Le Centre des monuments nationaux (CMN) a présenté à la Conciergerie l’exposition éponyme : près de 50 œuvres, souvent inédites, de 23 artistes issues de la collection de François Pinault et sélectionnées autour de la thématique de l’enfermement de l’être humain. Une exposition ambitieuse, mais problématique, politique, fourre-tout, ennuyante, gênante, sinistre, déprimante, et souvent absconse. La Bourse du Commerce aux Halles accueillera une partie de la collection d’œuvres d'art de François Pinault.

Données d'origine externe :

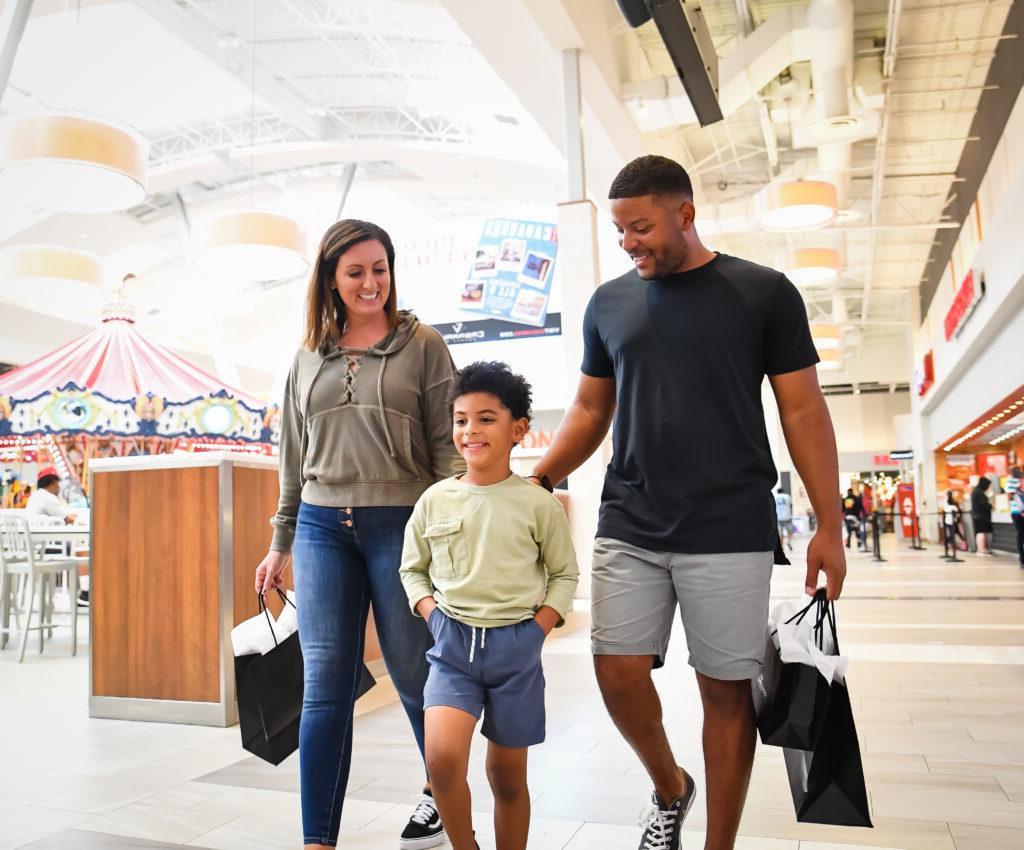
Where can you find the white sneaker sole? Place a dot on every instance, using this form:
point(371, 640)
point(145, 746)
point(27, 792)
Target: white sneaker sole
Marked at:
point(422, 843)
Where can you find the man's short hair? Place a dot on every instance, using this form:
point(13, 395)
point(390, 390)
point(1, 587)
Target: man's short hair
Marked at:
point(512, 390)
point(651, 175)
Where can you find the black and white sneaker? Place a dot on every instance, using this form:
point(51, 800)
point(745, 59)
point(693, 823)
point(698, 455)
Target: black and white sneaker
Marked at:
point(664, 823)
point(424, 829)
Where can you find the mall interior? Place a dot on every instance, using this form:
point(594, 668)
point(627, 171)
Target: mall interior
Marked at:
point(167, 170)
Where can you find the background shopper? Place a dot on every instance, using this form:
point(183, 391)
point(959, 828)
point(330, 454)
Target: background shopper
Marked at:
point(1017, 515)
point(981, 514)
point(365, 432)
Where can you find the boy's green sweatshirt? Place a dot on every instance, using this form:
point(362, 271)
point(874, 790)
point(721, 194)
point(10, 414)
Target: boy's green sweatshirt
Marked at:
point(489, 555)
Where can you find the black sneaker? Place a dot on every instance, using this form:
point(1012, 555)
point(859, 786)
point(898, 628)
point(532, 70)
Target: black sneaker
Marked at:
point(664, 824)
point(424, 829)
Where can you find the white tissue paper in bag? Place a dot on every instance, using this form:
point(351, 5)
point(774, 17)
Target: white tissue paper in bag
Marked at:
point(797, 642)
point(254, 636)
point(288, 623)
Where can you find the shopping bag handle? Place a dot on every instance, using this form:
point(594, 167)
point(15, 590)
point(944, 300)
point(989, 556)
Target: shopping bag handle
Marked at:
point(820, 595)
point(825, 609)
point(266, 613)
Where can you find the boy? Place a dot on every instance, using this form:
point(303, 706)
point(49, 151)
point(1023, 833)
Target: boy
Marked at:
point(488, 563)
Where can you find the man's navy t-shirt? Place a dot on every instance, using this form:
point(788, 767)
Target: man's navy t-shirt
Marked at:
point(691, 469)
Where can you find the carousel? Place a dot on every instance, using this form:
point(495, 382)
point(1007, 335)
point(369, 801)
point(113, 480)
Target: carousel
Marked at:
point(115, 393)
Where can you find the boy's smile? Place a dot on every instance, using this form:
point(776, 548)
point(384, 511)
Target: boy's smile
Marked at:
point(484, 432)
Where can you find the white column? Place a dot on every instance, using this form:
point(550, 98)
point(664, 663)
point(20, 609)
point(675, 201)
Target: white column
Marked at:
point(580, 275)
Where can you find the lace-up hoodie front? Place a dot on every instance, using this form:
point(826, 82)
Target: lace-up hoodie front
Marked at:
point(377, 437)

« On sait de manière définitive depuis Michel Foucault… que parler de l'enfermement, c'est aussi parler du pouvoir et, surtout, parler de la liberté. La question de l'enfermement dépasse de beaucoup la seule question, déjà considérable et ô combien actuelle sous bien des latitudes, de la prison et de la condition pénitentiaire. Elle interroge aussi toutes les situations d'ordre politique, économique, social, ou même intellectuel, sanitaire ou technologique qui peuvent produire une aliénation et se révéler privatives de liberté. D’où ce regard dépourvu de complaisance, mais plein d'humanité et parfois même d'espoir, voire d'humour, jeté sur des formes d'enfermement aussi diverses que la prison, bien sûr, mais aussi la maladie, la dictature ou la vieillesse », écrit Philippe Bélaval, président du CMN.
Près de 50 œuvres de la collection de l’homme d’affaires François Pinault, majoritairement inédites, de 23 artistes, « proposent des points de vue variés et singuliers » sur l’enfermement dans son acception la plus large. Un triste thème qui « entre en résonnance avec le cadre de la Conciergerie » du Palais de la Cité, longtemps une prison.
Et d’ajouter : « De même, l’an passé quand Décor d’Adel Abdessemed a été présenté devant le retable d’Issenheim, installé, au cœur de la chapelle du musée d’Unterlinden, j’ai pu, une fois encore, mesurer à quel point l’art de notre temps entrait en résonnance avec les créations des siècles passés… Ce serait nier le principe même de la liberté de la création qui permet à un artiste, même dans un contexte atroce, de ne se livrer qu’à des recherches formelles. En revanche, quand un artiste fait le choix d’ouvrir les yeux sur le monde qui l’entoure et de s’engager, on est toujours impressionné par la ferveur de sa prise de position et par l’efficacité de sa protestation contre les maux qu’il dénonce ».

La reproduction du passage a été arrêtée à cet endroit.